Threat Developments: DNS Security, Part 2

Part 2: Industry styles


Inside our Threat Developments blog collection , we try to provide insight in to the prevalent trends on the threat scenery. Our goal in providing you the latest information on these developments is that you’ll end up being better ready to allocate security assets to where they’re required most.

Knowing the bigger trends might help in this particular pursuit, with regards to the most typical threat types particularly. This is exactly what we protected partly among this Threat Trends discharge on DNS Security, using information from Cisco Umbrella , our cloud-native security service.

However, various industries have different degrees of contact with certain threat sorts sometimes. For example, those within the financial solutions industry might see a lot more activity around info stealers; others in manufacturing may be more prone to encounter ransomware.
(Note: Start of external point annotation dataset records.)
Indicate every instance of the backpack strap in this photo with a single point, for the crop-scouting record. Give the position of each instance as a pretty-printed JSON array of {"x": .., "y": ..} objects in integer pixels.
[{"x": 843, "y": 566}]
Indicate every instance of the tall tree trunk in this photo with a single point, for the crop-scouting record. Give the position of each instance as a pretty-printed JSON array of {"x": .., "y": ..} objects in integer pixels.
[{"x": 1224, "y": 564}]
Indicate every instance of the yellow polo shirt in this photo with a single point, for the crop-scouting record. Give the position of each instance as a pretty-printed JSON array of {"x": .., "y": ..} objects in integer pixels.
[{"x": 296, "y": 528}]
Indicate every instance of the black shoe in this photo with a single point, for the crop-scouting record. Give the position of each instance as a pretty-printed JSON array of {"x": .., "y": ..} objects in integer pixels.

This is exactly what we’re likely to cover partly two. We’ll concentrate on specific industries, considering two things: the very best threat categories they encounter, and the groups that they’re more prone to encounter in comparison with other sectors. In this real way, you’ll be much better armed understanding which threats you’re more prone to encounter inside your industry.

As partly one, year of 2020 we’ll be considering data within the calendar. This right period we’ll be comparing annual totals of DNS visitors to malicious sites, by business. While we do that, we’ll drill right down to the monthly level sometimes, or appearance at endpoint information, to highlight components of interest. All this provides us a window in to the types of threats that generate probably the most traffic for various institutions.
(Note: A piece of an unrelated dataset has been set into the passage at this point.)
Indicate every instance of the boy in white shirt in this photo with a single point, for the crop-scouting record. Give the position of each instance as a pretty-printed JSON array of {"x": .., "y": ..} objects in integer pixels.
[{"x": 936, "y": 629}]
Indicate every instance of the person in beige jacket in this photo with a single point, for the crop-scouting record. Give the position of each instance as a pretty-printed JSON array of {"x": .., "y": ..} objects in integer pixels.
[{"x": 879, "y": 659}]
So, without more ado, and in simply no particular order, listed below are the industry trends:



Almost all DNS traffic in the Technology sector-the sector relating to the growth and/or distribution of technological goods and services-can be related to two categories: cryptomining and phishing. Both of these categories only accounted for 70 % of the visitors for businesses in this sector.

           DNS activity in the technology sector               

Unsurprisingly, the Technologies sector saw a lot more cryptomining traffic than any industry far. While a lot of this activity could be attributed to poor actors, it’s probable that more information surrounding cryptocurrencies could business lead workers in this industry to try and install miners on the company computer systems, triggering DNS blocks in Umbrella because of company policy violations. Compared, Financial Services-an market where workers tend to be more likely alert to the risks of working cryptomining software program on company devices-had among the lowest levels.
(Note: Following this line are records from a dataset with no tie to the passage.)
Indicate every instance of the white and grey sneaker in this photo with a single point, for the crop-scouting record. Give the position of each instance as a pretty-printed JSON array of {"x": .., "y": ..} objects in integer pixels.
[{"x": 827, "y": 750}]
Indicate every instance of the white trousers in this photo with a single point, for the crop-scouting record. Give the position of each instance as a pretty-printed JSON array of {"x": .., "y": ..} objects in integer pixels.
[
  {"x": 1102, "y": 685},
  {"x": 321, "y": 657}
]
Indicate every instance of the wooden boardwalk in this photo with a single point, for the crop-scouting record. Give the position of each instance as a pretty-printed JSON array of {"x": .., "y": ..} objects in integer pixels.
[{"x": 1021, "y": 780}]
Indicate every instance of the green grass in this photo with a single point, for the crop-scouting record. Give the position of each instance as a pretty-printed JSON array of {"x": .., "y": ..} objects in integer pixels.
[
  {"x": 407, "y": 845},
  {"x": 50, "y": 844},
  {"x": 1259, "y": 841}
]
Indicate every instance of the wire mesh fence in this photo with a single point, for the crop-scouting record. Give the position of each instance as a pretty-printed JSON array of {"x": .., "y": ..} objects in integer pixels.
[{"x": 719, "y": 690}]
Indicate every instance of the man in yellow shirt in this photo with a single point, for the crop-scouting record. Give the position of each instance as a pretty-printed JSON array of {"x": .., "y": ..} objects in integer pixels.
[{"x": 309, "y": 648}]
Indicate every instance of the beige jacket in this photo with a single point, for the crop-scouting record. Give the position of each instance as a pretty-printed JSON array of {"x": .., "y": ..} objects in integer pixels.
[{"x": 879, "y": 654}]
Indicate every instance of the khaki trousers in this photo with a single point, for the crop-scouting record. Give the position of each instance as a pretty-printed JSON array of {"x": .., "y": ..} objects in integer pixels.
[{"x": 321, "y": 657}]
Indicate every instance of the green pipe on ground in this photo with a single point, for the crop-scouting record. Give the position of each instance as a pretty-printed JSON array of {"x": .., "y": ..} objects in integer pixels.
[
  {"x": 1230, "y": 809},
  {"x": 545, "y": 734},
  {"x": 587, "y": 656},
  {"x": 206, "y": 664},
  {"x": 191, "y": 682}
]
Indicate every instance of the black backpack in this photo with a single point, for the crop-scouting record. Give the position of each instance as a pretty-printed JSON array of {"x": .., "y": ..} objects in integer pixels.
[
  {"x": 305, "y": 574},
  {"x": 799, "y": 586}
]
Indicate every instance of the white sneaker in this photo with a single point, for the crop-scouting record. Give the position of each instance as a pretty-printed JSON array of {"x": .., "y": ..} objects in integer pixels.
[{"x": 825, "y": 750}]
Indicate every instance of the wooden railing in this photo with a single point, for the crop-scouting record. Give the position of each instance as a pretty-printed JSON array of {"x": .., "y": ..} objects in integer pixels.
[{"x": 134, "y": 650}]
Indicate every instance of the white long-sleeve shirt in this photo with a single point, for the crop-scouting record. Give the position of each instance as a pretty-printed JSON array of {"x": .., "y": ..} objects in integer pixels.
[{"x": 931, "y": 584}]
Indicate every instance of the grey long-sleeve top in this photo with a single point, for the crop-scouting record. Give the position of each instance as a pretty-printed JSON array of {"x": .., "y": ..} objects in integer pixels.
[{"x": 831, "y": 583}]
Interestingly, the Technology industry saw the second-highest degree of ransomware-related traffic, mainly driven by episodes concerning Sodinobiki and Ryuk . However, the extremely higher proportion of cryptomining down pushed the entire percentage, to arrive a six percent. trojan activity was high furthermore, considering that Trickbot and Emotet had been utilized to distribute Ryuk, as earlier discussed partly one .

Financial Providers


Phishing resulted within the highest degrees of malicious DNS visitors in the Financial Solutions sector. Actually, this sector saw 60 percent more phishing compared to the next-closest sector, ADVANCED SCHOOLING. It’s possible that sector is focused by attackers through phishing more regularly than others due to its proximity to numerous bad actor’s objective: money.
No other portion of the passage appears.